HaberTürk yazarı Fatih Altaylı, 14 Kasım 2005 yılında AK Parti iktidarı döneminde Lübnanlı Hariri ailesinin sahibi olduğu Oger Telecom'a satılan ve daha sonra kredi borcunun ödenmemesi nedeniyle Türk bankalarına devredilen Türk Telekom'un Türkiye Varlık Fonuna (TVF) devredilmesine değindi.

Çok merak edildiğini belirten Fatih Altaylı, "Okurlar “Türk Telekom hikayesi nedir yazsanız da okusak” diyorlar bir süredir. Şirketin bir kez daha el değiştirmesi, Tansu Çiller’in açıklamaları falan derken herkes Türk Telekom’u merak etmiş belli ki!" dedi.

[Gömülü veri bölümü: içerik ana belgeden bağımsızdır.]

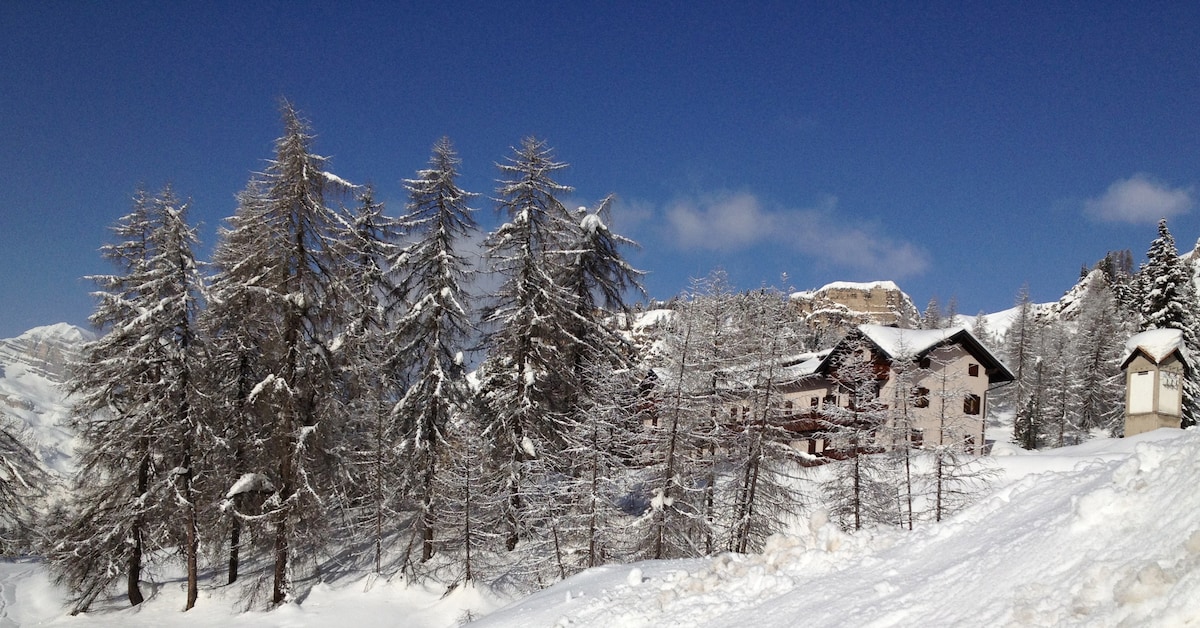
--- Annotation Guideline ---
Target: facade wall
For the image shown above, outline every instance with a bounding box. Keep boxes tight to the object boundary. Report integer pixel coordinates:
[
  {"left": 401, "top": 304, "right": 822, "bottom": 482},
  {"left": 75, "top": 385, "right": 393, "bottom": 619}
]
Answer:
[
  {"left": 781, "top": 345, "right": 989, "bottom": 454},
  {"left": 1124, "top": 353, "right": 1183, "bottom": 436}
]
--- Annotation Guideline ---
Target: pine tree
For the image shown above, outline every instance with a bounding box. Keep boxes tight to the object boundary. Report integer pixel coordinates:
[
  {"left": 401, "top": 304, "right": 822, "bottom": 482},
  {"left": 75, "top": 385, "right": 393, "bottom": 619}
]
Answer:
[{"left": 1138, "top": 219, "right": 1200, "bottom": 427}]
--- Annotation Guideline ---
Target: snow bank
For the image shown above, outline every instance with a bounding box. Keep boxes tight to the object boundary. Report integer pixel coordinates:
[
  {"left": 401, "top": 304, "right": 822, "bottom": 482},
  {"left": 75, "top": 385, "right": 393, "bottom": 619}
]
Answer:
[
  {"left": 9, "top": 430, "right": 1200, "bottom": 628},
  {"left": 479, "top": 430, "right": 1200, "bottom": 628}
]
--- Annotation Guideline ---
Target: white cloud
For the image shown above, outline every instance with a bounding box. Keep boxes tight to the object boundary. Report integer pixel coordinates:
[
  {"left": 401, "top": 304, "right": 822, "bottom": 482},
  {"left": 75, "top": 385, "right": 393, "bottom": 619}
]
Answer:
[
  {"left": 1084, "top": 173, "right": 1193, "bottom": 223},
  {"left": 666, "top": 192, "right": 929, "bottom": 279}
]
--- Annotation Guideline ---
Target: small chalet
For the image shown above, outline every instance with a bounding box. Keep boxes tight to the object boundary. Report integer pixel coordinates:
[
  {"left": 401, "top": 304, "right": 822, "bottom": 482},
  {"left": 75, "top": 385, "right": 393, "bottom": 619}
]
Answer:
[
  {"left": 768, "top": 324, "right": 1013, "bottom": 457},
  {"left": 1121, "top": 329, "right": 1192, "bottom": 436}
]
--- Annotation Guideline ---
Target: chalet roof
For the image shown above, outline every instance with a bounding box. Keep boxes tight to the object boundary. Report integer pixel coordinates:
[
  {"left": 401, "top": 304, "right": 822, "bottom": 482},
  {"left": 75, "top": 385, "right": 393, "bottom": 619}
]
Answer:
[
  {"left": 814, "top": 324, "right": 1014, "bottom": 384},
  {"left": 1121, "top": 329, "right": 1193, "bottom": 369}
]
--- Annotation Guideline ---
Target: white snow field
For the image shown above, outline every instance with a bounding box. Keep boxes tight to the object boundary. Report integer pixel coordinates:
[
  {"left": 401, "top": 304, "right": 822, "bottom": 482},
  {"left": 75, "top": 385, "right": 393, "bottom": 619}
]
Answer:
[{"left": 0, "top": 430, "right": 1200, "bottom": 628}]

"Hikaye uzun, bu köşeye sığmaz, tefrika olur, yazı dizisi olur. Ama madem çok istediniz bir özet geçelim." diyen Altaylı Türk Telekom hakkında şu ifadeleri kullandı:

"1990’ların ortasında şirkete biçilen değer Türkiye’nin o günkü toplam dış borcu kadar hatta belki de fazla idi. (O sırada Türk Telekom’a biçilen değer 25-30 milyar dolar, Türkiye’nin toplam dış borcu ise 26 milyar dolardı.) Bu yüzden de herkesin iştahını kabartıyordu.

Bu işi yapmak 2005 yılında AK Parti iktidarına nasip oldu.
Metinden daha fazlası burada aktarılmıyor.